Мое сердце разбилось на крошечные осколки при мысли об уничтожении Артура таким образом. Я? Я могла выдержать это. Я могла исцелиться. Но он? Он никогда не смог бы снова взглянуть на меня, не испытывая такого ужасного чувства вины.
— Почему ты так ненавидишь своего сына? — прошептала я, опасаясь его ответа.
Рубикс усмехнулся.
— Ты так и не догадалась?
«Не догадалась?»
— Нет.
«Как я могла угадать что-то настолько неправильное?»
— Он должен был быть похожим на меня. Вместо этого он был похож на нее.
— Что? — мой лоб наморщился. — На нее… твою жену?
— Да, — прорычал он. — Такая чертовски мягкая. Она всегда была такой кроткой — пронизанной нерешительностью, а затем и болезнями. Артур должен был заставить меня гордиться, но все, что он сделал, это выставил меня посмешищем.

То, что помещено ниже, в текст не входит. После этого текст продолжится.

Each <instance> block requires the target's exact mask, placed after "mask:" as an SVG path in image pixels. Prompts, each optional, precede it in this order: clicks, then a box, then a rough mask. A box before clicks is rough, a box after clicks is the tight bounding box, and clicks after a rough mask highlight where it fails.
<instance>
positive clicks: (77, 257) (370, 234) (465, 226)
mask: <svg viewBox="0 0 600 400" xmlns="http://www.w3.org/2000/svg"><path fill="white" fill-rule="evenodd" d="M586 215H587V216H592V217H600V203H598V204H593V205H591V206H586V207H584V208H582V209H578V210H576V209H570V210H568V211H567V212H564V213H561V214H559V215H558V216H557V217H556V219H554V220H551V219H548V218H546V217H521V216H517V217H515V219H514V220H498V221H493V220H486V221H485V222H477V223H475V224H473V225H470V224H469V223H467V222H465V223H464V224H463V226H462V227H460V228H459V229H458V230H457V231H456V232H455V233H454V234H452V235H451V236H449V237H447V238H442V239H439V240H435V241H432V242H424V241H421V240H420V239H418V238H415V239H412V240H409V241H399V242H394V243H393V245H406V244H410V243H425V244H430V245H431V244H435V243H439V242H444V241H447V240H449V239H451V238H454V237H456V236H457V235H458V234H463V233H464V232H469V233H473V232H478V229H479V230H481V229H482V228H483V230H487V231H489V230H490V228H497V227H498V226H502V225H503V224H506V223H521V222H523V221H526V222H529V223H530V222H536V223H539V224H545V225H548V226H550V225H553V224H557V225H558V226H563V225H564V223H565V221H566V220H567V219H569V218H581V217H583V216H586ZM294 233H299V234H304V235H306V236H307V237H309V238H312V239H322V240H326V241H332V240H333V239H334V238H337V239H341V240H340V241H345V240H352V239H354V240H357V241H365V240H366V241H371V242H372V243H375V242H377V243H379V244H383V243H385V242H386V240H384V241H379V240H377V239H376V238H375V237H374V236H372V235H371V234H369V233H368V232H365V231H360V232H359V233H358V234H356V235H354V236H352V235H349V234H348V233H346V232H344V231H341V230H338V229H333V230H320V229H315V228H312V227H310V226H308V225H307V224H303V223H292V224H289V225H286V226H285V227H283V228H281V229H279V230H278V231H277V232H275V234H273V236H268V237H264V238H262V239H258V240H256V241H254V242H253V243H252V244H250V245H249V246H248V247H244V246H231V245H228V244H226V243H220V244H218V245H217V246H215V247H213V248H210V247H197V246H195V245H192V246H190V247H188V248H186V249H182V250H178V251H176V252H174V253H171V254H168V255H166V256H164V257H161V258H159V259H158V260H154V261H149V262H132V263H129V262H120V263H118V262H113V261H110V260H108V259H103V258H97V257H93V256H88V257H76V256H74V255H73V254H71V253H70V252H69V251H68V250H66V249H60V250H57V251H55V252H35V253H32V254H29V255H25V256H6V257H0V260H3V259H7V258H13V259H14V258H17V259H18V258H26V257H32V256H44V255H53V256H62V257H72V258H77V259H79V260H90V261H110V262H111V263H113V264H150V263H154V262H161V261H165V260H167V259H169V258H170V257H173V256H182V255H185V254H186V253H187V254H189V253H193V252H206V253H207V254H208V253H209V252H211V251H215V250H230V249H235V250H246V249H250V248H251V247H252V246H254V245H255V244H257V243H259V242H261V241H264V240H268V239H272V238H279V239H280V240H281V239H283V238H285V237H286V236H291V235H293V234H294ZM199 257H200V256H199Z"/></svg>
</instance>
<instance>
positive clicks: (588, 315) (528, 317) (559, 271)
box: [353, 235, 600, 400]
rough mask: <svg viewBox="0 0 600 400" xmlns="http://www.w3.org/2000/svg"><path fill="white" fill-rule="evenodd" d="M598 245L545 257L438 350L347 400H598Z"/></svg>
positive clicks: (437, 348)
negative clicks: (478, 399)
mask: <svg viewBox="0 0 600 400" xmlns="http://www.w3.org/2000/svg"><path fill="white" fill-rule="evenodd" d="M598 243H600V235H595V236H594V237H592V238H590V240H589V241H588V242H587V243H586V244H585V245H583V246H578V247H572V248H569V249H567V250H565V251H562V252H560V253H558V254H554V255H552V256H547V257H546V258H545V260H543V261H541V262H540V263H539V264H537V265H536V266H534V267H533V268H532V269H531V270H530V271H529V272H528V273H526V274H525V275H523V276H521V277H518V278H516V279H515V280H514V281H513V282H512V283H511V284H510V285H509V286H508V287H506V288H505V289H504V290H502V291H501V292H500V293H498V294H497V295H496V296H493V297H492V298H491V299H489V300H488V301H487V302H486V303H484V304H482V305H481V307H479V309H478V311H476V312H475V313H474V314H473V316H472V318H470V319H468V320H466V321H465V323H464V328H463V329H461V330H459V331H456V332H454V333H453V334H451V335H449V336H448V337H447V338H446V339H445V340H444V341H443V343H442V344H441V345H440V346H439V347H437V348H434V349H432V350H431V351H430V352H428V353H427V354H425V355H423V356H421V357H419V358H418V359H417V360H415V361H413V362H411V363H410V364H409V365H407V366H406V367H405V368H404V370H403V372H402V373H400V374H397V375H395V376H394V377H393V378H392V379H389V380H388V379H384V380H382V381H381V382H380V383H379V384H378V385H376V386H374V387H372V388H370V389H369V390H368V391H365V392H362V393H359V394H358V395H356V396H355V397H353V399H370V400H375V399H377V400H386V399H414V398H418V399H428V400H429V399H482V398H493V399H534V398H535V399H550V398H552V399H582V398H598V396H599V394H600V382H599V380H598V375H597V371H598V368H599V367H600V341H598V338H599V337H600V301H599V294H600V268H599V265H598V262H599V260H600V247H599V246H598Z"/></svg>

— Все потому, что он предпочитал использовать свой мозг, а не кулаки? Потому что он решил пойти в школу, а не курить крэк с остальными подонками?
Рубикс заправил мне волосы за уши.
— Нет, милый Лютик, потому что он предпочел твою семью своей собственной.
У меня разрывался желудок.
— Он не выбирал нас вместо тебя. Ты не оставил ему выбора. Артур хотел быть хорошим, а не следовать морали, в которую не верил. Это не делает его мягким. Это делает его сильным.
«Сильнее, чем ты когда-либо будешь».
Он оскалил зубы.
— Он был моим. Его кровь была моей. Его судьба была моей. Но потом ты и твоя гребаная добрая семейка украли его у меня.
— Мы не крали его. Мы любили его. Как и следовало бы...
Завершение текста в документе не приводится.